If you enter flow rate and pipe diameter, the calculator solves for velocity using V = Q / A. If you enter diameter and velocity, it solves for flow rate using Q = V × A. If you enter flow rate and velocity, it solves for the required internal diameter using D = √((4Q) / (πV)).

The result is based on volumetric flow through a round pipe. It does not adjust for pressure, temperature, gas compressibility, pipe roughness, fittings, or pressure drop.

Natural Gas Velocity and Unit Reference

The table below gives general velocity ranges for interpreting a result. Actual acceptable velocity depends on pipe material, allowable pressure drop, noise limits, local codes, and system design requirements.

Velocity Range Approx. ft/s General Interpretation
Less than 5 m/s Less than 16.4 ft/s Low velocity, often associated with lower pressure loss
5 to 15 m/s 16.4 to 49.2 ft/s Common design range for many fuel gas piping checks
15 to 30 m/s 49.2 to 98.4 ft/s Higher velocity, pressure drop and noise should be checked carefully
Greater than 30 m/s Greater than 98.4 ft/s Very high for many systems, usually needs engineering review

These are the unit conversions used for the supported inputs and outputs.
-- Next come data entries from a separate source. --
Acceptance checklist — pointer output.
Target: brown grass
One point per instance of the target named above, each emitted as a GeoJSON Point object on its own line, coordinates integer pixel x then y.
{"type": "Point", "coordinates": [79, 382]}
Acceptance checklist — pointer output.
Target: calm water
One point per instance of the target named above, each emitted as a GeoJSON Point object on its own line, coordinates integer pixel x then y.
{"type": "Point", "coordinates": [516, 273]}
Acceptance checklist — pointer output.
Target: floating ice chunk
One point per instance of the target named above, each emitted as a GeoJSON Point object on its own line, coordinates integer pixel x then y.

Quantity Unit Conversion to Base Unit
Flow rate L/s 1 L/s = 0.001 m³/s
Flow rate ft³/s 1 ft³/s = 0.0283168 m³/s
Diameter in 1 in = 0.0254 m
Diameter ft 1 ft = 0.3048 m
Velocity ft/s 1 ft/s = 0.3048 m/s

Example Calculations

Example 1: Calculate natural gas velocity

You have a volumetric flow rate of 0.10 m³/s through a pipe with an internal diameter of 0.10 m.

A = pi*(0.10/2)^2 = 0.007854 m^2
V = 0.10/0.007854 = 12.732 m/s

The natural gas velocity is about 12.73 m/s.

Example 2: Calculate required pipe diameter

You have a flow rate of 50 L/s and want a gas velocity of 8 m/s. First convert the flow rate:

50 L/s = 0.050 m^3/s
D = sqrt((4*0.050)/(pi*8)) = 0.0892 m

The required internal diameter is about 0.0892 m, or 8.92 cm.

FAQs

Does this calculate standard or actual natural gas velocity?

It calculates velocity from the volumetric flow rate you enter. If your flow rate is actual m³/s at the pipe conditions, the velocity result is actual velocity. If your flow rate is a standard flow value corrected to standard temperature and pressure, you need to convert it to actual pipe conditions before using it for actual velocity.

Should I use nominal pipe size or internal diameter?

Use the internal diameter. Nominal pipe size is not always the same as the inside diameter, especially when wall thickness changes. A small difference in diameter can cause a noticeable difference in velocity because area depends on diameter squared.

Why does velocity increase when the pipe diameter gets smaller?

For the same volumetric flow rate, a smaller pipe has less cross-sectional area. Since velocity equals flow rate divided by area, reducing the area increases the velocity.